When my engine was first started, it didn't run very smoothly and four of the 6 lifters took forever to get pumped up and quiet down. I was somewhat unimpressed in the beginning, but after about half an hour at 1500-2000 rpm all of the lifters quieted down and it started running smoothly. Toward the end it would idle at 500 rpm, and started and stopped instantly. It was (and still is) a tight engine, and anybody that turned that prop would laugh at the prospect of it windmilling in flight. It has 8.4 to one compression ratio, and was run on a mixture of 100LL and 93 octane auto fuel. There was never any indication of detonation, although before the timing was set it "dieseled" once upon shutdown (the timing was retarded roughly 20 degrees before we discovered the mismarked balancer!).
I also brought an Aymar Demuth 58x74 prop, which Gus is shown clearancing the hub for the prop flange. I called them last year and asked if this prop might work on a Vair. "There's no way a Corvair engine is going to turn THAT beast", I was told. The last test of the night was this prop on my 3100cc engine, turning 2650 rpm statically, considerably better than an 0-200 could do that job! I can't wait to call them back and brag about that.
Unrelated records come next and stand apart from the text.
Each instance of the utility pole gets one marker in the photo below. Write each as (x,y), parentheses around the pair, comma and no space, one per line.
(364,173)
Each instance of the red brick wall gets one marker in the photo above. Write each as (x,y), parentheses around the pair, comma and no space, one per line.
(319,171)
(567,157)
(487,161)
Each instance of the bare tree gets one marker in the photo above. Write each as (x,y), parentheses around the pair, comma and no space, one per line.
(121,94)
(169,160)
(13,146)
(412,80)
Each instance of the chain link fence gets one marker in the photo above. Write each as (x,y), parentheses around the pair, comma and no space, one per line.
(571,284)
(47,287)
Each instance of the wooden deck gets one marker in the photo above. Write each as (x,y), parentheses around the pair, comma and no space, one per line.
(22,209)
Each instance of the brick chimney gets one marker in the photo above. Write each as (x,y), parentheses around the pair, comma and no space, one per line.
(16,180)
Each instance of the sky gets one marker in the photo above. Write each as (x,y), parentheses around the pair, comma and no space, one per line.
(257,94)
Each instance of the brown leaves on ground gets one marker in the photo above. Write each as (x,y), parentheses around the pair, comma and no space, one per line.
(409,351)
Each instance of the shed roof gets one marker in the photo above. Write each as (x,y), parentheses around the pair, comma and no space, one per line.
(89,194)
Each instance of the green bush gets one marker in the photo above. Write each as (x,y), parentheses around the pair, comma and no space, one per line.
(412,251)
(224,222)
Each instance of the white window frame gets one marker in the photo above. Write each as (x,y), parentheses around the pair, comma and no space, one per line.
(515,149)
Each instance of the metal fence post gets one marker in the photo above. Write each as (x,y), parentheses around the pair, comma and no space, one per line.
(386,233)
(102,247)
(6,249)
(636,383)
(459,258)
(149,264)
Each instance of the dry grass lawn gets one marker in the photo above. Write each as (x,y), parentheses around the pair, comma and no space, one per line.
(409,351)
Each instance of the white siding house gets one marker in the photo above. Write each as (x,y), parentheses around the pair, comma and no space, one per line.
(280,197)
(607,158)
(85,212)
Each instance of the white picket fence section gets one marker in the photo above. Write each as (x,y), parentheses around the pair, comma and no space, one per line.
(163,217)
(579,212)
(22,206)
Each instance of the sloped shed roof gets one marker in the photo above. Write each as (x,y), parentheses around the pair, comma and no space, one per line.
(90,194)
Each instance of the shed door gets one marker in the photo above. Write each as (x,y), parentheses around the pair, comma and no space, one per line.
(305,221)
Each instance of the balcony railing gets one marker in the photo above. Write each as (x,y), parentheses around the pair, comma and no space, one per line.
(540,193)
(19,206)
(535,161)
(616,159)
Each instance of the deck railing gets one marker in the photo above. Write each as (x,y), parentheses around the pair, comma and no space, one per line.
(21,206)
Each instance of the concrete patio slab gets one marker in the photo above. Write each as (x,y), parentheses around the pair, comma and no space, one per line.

The diehards hung around for this final test at about 10 o'clock. The engine came off the stand and back into the trunk of my car, still warm, so I could drive all night back to Alabama. I had to be home to watch the kids when my wife left for work at 8:30 AM.
Corvair College 2002 was a smashing sucess! We tested some props on various engines and I got mine broken in, ready to install. Some of these results are apples and oranges (and even a few grapes), but I think it was helpful, and if nothing else, exciting! Many thanks to William for pulling off another great one, and to everybody that helped make my engine sucess happen, especially William, Pat Panzera, and Gus. I think everybody in the place helped me out at some point. Several engines were brought in pieces and left very close to ready to run.
I'll see y'all next year, when I FLY to Corvair College 2003!!!!!